🤖 AI Summary
Medical foundation models for imaging are constrained by limited training data, and their scaling behavior remains poorly understood. This study systematically investigates the impact of dataset scale and pretraining paradigms on model performance across classification, segmentation, and radiology report generation—using a large-scale chest X-ray corpus of 3.5 million images.

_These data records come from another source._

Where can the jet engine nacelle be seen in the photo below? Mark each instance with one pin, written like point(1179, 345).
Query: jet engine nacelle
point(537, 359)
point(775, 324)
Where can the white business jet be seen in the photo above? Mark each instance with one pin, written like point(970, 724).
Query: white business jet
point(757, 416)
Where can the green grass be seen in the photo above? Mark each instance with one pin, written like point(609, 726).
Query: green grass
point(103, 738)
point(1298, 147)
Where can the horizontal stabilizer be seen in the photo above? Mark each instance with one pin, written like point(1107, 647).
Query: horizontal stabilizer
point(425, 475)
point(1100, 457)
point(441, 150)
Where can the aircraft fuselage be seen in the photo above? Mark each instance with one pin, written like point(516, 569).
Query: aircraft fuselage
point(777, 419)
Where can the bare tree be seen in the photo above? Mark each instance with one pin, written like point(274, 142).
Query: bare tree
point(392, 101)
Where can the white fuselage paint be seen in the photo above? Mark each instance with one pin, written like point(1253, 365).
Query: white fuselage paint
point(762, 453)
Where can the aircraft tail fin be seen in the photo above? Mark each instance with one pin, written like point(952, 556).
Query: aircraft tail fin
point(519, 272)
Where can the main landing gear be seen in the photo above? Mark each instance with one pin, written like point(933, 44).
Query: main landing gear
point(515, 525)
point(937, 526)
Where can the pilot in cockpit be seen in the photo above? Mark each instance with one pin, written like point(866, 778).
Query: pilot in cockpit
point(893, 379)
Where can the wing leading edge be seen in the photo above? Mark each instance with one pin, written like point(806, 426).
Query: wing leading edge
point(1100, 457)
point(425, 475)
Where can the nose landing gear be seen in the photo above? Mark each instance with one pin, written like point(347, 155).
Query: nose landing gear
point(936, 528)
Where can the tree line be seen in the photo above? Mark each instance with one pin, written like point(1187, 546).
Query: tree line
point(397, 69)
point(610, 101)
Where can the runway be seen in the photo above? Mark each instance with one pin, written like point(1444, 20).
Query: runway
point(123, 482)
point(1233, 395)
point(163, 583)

We conduct the first comparative analysis of CLIP and DINOv2 architectures in medical imaging to characterize their scaling properties; validate institution-specific continual pretraining; and propose a multi-source supervision strategy integrating structured labels and free-text reports. Leveraging MedImageInsight (MI2) and RAD-DINO encoders, we perform continual pretraining on single-center data under a unified evaluation protocol. Results show that as few as 30K domain-specific images suffice to surpass state-of-the-art open-source medical foundation models. MI2 achieves superior lesion classification accuracy, while RAD-DINO excels in catheter segmentation.
📝 Abstract
Foundation vision encoders such as CLIP and DINOv2, trained on web-scale data, exhibit strong transfer performance across tasks and datasets. However, medical imaging foundation models remain constrained by smaller datasets, limiting our understanding of how data scale and pretraining paradigms affect performance in this setting. In this work, we systematically study continual pretraining of two vision encoders, MedImageInsight (MI2) and RAD-DINO representing the two major encoder paradigms CLIP and DINOv2, on up to 3.5M chest x-rays from a single institution, holding compute and evaluation protocols constant. We evaluate on classification (radiology findings, lines and tubes), segmentation (lines and tubes), and radiology report generation. While prior work has primarily focused on tasks related to radiology findings, we include lines and tubes tasks to counterbalance this bias and evaluate a model's ability to extract features that preserve continuity along elongated structures. Our experiments show that MI2 scales more effectively for finding-related tasks, while RAD-DINO is stronger on tube-related tasks. Surprisingly, continually pretraining MI2 with both reports and structured labels using UniCL improves performance, underscoring the value of structured supervision at scale. We further show that for some tasks, as few as 30k in-domain samples are sufficient to surpass open-weights foundation models. These results highlight the utility of center-specific continual pretraining, enabling medical institutions to derive significant performance gains by utilizing in-domain data.